On PC, confirm the game files. Steam and the EA app can scan and repair missing files without a full reinstall.
- Repair Game Files — In Steam, use Verify integrity of game files. In the EA app, use Repair for Battlefield 1.
- Run As Admin — Start the launcher with administrator rights, then launch the game.
Clean Reinstall And Last-Step Resets
If you’ve tried the checks above and the message still shows, a clean reinstall is the next reliable move. The goal is to remove corrupted install data and force a fresh license sync.
- Delete Battlefield 1 — Remove the full game from storage.
- Restart The Console Or PC — Do a full restart, not sleep mode.
- Reinstall From Library Or Disc — Download again or reinstall from disc.
- Restore Licenses Again — Run the license restore step once more after reinstalling on PlayStation.
On PS4, a database rebuild can clear weird install indexing glitches.
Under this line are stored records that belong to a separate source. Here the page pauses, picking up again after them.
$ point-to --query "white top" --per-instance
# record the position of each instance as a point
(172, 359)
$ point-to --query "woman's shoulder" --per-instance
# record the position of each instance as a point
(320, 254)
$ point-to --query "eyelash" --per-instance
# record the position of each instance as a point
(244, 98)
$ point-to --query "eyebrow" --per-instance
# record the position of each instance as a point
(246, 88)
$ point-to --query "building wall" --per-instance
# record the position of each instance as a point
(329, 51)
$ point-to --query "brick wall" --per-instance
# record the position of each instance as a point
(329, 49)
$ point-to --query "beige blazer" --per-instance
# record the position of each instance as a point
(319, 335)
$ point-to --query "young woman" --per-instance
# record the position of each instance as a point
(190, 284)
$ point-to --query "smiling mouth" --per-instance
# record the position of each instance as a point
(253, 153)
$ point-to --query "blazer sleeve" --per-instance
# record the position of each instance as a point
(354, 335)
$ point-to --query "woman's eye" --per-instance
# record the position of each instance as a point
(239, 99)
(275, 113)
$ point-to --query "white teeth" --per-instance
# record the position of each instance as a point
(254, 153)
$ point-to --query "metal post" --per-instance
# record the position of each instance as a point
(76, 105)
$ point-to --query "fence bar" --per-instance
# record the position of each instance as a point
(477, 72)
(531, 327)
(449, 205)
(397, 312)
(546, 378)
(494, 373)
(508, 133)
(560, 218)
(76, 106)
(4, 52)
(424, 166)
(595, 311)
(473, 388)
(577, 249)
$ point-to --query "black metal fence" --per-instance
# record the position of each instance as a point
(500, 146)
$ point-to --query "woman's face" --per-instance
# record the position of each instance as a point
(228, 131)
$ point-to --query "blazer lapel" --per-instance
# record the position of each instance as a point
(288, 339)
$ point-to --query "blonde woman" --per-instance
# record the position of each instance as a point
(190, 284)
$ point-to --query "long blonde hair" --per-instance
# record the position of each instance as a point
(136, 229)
It doesn’t erase your saves, yet it can take a while if the drive is full.
- Boot Safe Mode — Turn off the PS4, then hold the power button until you hear a second beep.
- Rebuild Database — Pick Rebuild Database, wait for it to finish, then try the game.
On PS5, Safe Mode offers similar maintenance options. If your storage was moved between consoles or you had a power cut, these tools can help the system rebuild its index.
- Enter PS5 Safe Mode — Turn off the PS5, then hold the power button until the second beep.
- Clear Cache And Rebuild Database — Pick the option, let it run, then retry Battlefield 1.
On PC, if the “battlefield 1 this software cannot be used” line keeps naming the same driver after you removed the related tool, check Device Manager for hidden devices and remove the leftover driver entry, then reboot. If you rely on a controller mapper, look for one that uses standard Windows gamepad APIs without adding low-level drivers.
Once the game launches, play one full match, then close the game and relaunch it. That quick second launch is a good check that the license and anti-cheat path is clean.